Some of my best finds have been shoes. From shell cordovan longwings to Filson boots, AE Park Avenues to Bean Blucher mocs. And all between 5 and 15 bucks. I have you to thank for putting the idea of looking in thrift shops for the good stuff. Also, I really like the idea of asking for abandoned shoes in repair shops. Who knows what you might find.

ThriftyTeacher said...

Sometimes you must shop by neighborhood. By this, I mean going to thrift stores that receive a good portion of their merchandise from those who are financially well-off and rotate their wardrobe yearly with new items. I have found many nice shoes this way because donaters are cleaning out the closets for a new wardrobe. I recently bought a pair of Johnston and Murphy kiltie-tasseled loafers this way for a scant $9.25 with virtually minimal wear. The most I did was gave them a saddle soap cleaning and a good shoe shine with some Kiwi cordovan colored paste wax.
Sometimes you will find that certain thrift stores are good for shoes, while some are good for sports jackets, etc. Just take time scouting about and don’t get discouraged.
The gentleman that mentioned shoe repair shops as a source for shoes...thanks for the advice! I never thought of this so I will try my luck!

bostonhud said...

I got a pair of Cole Haan loafers a couple weeks ago for $12. They're going to need to be re-soled in a couple of months, and they're kinda tight, but a good deal none the less even if they dont work out.

Never thought of asking repair shops for unclaimed shoes- a very novel idea.

Jho78 said...

Oops. Edit: That should read, "I have you to thank for putting the idea of looking in thrift shops for the good stuff in my head."

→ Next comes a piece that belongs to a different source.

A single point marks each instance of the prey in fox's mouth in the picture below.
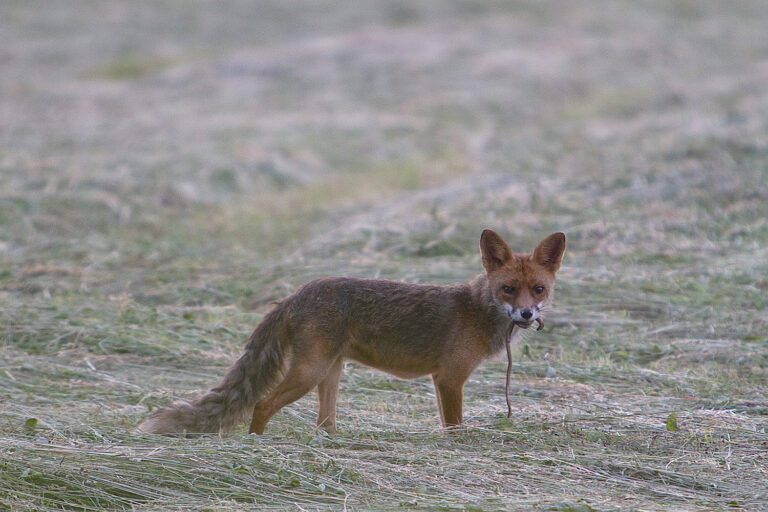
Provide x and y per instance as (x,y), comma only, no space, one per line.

I should know better than to type with a toddler on my lap.

ThriftyTeacher said...

@Bostonhud
If you are trying to stretch your shoes so that they are not too tight you may want to try this:

1.Mix an equal part of rubbing alcohol with an equal part of water to make a 50/50 solution.

2.Using a rag, wet the back of the shoe and the toe/front area of the shoe being sure to allow the solution to penetrate through the leather.

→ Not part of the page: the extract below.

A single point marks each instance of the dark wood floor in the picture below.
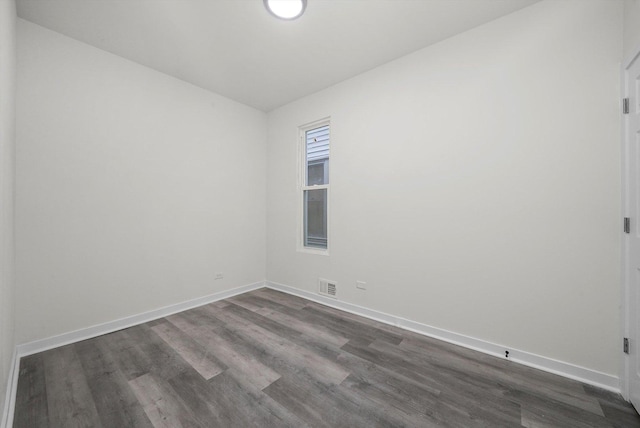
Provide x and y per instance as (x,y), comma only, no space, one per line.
(267,359)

3.Place two-way (stretches width and length) shoe stretchers inside both shoes and allow the shoes to stretch for a few days.

4.Try them on after a few days of stretching. If they are still too tight, re-apply more solution and allow the shoes to stretch for a few more days by setting the shoe stretcher at a slightly larger setting to increase the amount of stretch.

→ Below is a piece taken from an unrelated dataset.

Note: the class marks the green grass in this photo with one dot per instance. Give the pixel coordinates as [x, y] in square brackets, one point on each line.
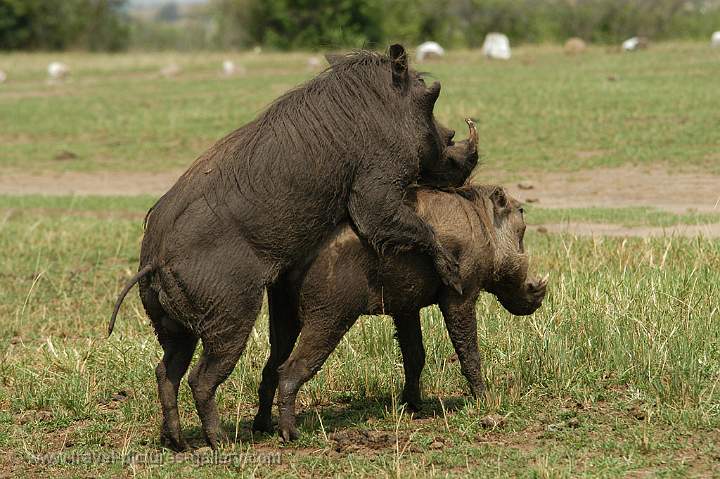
[616, 374]
[628, 216]
[535, 215]
[542, 110]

Once you have them loose enough so that they are comfortable, invest in some good cedar shoe trees so that your shoes will remain comfortable.

poormansrich said...

I don't know if it's because I love in Wisconsin, but I find a lot of Allen Edmonds shoes in nice shape. My resolution for 2012 is to visit my local cobbler though. Great post!

Anonymous said...

Maybe the Midwest is different than Boston, but I seem to find good shoes--mainly Allen Edmonds and old-school Imperial longwings with v-cleats--in good condition with fair regularity, certainly, more often than I find, say, good-quality suits, which I define as Brooks Brothers or better. Secondhand shoes are tough, however, to peddle on the secondary market, which I ascribe to an ooh-ick factor that many folks attach to wearing--shudder--used shoes. Indeed, I have read one poster, who said he was a podiatrist, warn on a fashion website that wearing used shoes can cause foot problems serious enough to require amputation, which, due respect, is utter rot, as anyone who has worn used shoes their entire life can attest (as Giuseppe says, I'd say that you're better off wearing good used shoes than new crappy shoes). No matter. My shelves overrun with used shoes, including two pairs of shell cordovan Imperials found within the past two months, one pair for $8, the other for $3.